De acordo com o advogado Eduardo Kunz, o ex-assessor não ficará preso, mas terá restrição de circulação: não poderá deixar a região onde se encontra até decisão definitiva sobre seu caso. O advogado explicou que Tagliaferro tomará ciência da medida, poderá obter cópias da documentação e em seguida será liberado para voltar para casa.

Tagliaferro participou remotamente, da Itália, de audiência na Câmara em 24 de setembro.Pablo Valadares/Agência Câmara

O que levou à detenção

O perito deixou o Brasil após ser acusado de vazar mensagens sigilosas do gabinete de Moraes. Em agosto, o procurador-geral da República, Paulo Gonet, apresentou denúncia ao STF contra ele pelos crimes de:

  • violação de sigilo funcional,
  • coação no curso do processo,
  • obstrução de investigação sobre organização criminosa, e
  • tentativa de abolição violenta do Estado Democrático de Direito.
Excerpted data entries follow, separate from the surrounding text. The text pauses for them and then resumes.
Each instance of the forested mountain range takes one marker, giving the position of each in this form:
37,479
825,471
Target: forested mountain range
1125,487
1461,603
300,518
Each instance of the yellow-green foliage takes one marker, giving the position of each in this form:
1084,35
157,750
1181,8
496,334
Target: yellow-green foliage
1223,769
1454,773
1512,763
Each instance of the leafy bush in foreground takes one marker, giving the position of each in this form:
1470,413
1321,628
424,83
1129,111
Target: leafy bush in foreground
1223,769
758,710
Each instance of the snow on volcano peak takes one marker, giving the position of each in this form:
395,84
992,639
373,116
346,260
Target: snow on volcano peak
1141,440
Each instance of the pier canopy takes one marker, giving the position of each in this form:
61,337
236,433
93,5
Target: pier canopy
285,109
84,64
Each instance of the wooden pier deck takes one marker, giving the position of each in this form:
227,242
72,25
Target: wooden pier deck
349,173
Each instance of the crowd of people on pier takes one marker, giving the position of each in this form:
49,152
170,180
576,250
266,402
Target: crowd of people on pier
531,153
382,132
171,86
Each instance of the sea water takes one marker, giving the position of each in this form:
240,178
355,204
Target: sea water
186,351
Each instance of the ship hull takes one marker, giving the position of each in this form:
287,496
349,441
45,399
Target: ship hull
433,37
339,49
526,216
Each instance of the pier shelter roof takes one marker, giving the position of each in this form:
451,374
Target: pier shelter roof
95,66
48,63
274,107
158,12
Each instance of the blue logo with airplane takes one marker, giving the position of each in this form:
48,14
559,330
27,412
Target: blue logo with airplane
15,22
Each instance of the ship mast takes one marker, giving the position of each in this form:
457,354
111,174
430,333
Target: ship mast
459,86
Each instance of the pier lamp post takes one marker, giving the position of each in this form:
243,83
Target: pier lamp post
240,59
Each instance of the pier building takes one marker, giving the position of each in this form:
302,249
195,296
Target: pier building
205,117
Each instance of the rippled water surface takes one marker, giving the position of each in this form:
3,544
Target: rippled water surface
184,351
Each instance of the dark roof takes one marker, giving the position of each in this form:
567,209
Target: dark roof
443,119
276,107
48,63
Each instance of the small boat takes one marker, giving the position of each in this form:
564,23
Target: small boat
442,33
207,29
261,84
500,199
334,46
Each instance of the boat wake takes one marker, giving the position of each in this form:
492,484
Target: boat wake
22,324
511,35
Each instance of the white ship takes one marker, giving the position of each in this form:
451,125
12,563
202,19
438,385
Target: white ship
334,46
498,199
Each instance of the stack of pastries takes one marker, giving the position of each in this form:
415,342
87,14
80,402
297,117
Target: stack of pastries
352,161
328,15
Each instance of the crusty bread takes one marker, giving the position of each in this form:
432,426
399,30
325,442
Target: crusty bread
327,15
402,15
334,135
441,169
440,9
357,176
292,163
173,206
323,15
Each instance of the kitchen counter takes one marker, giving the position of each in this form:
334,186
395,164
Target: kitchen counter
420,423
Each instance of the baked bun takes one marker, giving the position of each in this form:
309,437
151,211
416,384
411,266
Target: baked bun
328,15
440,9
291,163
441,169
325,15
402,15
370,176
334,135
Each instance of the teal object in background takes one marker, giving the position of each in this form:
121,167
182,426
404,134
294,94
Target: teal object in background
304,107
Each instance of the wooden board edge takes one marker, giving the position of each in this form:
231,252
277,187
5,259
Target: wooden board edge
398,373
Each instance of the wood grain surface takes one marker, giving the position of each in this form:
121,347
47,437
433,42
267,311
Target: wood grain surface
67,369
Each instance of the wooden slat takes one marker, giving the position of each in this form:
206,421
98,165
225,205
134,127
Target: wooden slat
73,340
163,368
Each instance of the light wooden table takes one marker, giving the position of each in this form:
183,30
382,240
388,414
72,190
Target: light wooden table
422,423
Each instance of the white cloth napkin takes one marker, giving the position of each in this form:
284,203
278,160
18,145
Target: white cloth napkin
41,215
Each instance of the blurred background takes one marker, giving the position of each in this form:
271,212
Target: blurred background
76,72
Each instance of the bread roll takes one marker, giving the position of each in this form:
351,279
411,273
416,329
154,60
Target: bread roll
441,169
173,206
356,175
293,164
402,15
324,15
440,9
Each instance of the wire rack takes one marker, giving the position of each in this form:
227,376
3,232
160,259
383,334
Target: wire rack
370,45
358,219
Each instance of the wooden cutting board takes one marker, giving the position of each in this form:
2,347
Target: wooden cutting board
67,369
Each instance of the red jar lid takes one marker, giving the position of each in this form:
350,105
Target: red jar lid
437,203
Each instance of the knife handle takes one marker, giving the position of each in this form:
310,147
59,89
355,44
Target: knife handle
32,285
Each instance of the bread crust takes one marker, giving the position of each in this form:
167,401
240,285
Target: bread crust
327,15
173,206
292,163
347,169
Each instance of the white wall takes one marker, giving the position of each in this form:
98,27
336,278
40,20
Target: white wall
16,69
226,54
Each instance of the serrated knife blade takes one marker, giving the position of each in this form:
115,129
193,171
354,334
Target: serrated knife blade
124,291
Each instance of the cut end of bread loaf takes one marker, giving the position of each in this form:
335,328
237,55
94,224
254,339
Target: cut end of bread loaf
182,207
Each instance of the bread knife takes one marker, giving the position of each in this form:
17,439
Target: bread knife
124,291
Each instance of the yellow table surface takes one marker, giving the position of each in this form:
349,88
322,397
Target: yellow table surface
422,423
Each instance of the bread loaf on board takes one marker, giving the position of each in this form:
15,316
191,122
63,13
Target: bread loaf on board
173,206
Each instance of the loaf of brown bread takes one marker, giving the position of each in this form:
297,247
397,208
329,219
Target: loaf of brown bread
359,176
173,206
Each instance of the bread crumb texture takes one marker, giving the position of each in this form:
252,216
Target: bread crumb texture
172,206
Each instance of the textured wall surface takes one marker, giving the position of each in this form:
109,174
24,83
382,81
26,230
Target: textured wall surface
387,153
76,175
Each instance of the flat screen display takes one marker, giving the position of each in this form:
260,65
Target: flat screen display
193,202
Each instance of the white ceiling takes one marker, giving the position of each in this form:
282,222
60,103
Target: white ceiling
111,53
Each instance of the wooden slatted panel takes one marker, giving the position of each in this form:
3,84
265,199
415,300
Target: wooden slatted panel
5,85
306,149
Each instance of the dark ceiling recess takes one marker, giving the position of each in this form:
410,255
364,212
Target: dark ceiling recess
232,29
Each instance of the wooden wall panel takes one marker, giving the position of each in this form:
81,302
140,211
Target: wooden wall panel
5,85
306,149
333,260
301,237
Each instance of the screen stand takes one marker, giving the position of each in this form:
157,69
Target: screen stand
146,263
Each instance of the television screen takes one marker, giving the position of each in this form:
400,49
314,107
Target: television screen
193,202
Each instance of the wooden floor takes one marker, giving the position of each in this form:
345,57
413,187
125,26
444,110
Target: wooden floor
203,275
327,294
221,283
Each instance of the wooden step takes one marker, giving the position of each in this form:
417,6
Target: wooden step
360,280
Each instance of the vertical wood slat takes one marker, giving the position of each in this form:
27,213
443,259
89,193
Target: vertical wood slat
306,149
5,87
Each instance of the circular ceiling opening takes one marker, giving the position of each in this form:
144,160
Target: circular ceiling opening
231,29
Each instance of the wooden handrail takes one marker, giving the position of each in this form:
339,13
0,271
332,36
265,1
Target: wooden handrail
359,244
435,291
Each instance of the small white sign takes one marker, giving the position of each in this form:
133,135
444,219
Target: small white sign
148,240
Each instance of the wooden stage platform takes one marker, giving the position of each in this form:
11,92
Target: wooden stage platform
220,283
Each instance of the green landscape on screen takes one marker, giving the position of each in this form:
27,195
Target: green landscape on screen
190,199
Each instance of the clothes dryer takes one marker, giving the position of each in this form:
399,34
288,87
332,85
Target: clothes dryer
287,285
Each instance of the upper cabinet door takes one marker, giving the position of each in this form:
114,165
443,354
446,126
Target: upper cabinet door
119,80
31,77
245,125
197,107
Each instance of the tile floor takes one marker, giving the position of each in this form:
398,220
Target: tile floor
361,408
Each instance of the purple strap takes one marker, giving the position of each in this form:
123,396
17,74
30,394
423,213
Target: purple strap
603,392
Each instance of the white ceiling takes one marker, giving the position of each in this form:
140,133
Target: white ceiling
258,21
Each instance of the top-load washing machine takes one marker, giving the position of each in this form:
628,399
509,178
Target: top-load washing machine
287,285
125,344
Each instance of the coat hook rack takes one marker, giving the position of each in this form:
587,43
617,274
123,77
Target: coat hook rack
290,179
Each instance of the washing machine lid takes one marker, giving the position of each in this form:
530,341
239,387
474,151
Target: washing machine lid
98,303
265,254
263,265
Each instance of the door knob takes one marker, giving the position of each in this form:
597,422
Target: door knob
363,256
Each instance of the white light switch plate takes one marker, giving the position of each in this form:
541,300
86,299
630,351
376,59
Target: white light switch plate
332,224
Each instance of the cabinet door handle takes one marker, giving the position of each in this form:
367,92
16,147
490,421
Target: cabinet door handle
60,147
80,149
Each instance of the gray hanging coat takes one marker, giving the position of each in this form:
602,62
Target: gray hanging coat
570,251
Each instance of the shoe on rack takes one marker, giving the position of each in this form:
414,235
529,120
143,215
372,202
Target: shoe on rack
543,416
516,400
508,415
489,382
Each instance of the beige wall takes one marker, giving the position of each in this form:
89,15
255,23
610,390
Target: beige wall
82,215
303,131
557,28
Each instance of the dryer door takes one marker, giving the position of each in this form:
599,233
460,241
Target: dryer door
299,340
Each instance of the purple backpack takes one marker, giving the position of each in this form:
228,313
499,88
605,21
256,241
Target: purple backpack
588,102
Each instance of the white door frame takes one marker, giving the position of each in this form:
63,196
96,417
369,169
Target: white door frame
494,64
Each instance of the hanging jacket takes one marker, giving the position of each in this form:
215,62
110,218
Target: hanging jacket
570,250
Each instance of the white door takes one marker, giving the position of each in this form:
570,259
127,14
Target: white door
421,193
O ministro Moraes autorizou o pedido de extradição no mês passado. O Ministério da Justiça e o Itamaraty encaminharam a solicitação às autoridades italianas em 20 de agosto.

Quem é Eduardo Tagliaferro

Foi chefe da Assessoria Especial de Enfrentamento à Desinformação no TSE. Atuou como assessor de Alexandre de Moraes na campanha eleitoral de 2022. Tornou-se conhecido por denúncias contra o ministro e contra autoridades ligadas às investigações de crimes atribuídos a bolsonaristas. Com cidadania italiana, vive na Itália desde o início do ano.

Tagliaferro vem fazendo acusações contra Moraes. Na semana passada, em audiência remota na Câmara dos Deputados, acusou o ministro de ter promovido uma "perseguição à direita" nas eleições de 2022. Nesta quarta-feira, ele estava convocado para falar em outra comissão da Câmara, mas a detenção na Itália impediu a participação. Sua defesa afirma que as acusações de vazamento foram instrumentalizadas e que o processo de extradição tem caráter político.

Com a aplicação das medidas cautelares, Tagliaferro aguardará na Itália a análise do pedido de extradição. Ainda não está claro se o país europeu acatará o pedido brasileiro, já que o ex-assessor é cidadão italiano. Aliados de Carla Zambelli (PL-SP), que também está presa na Itália, tentam usar o episódio como prova de perseguição. Já o Ministério Público Federal e aliados do STF sustentam que Tagliaferro comprometeu investigações sensíveis ao divulgar informações internas de tribunais.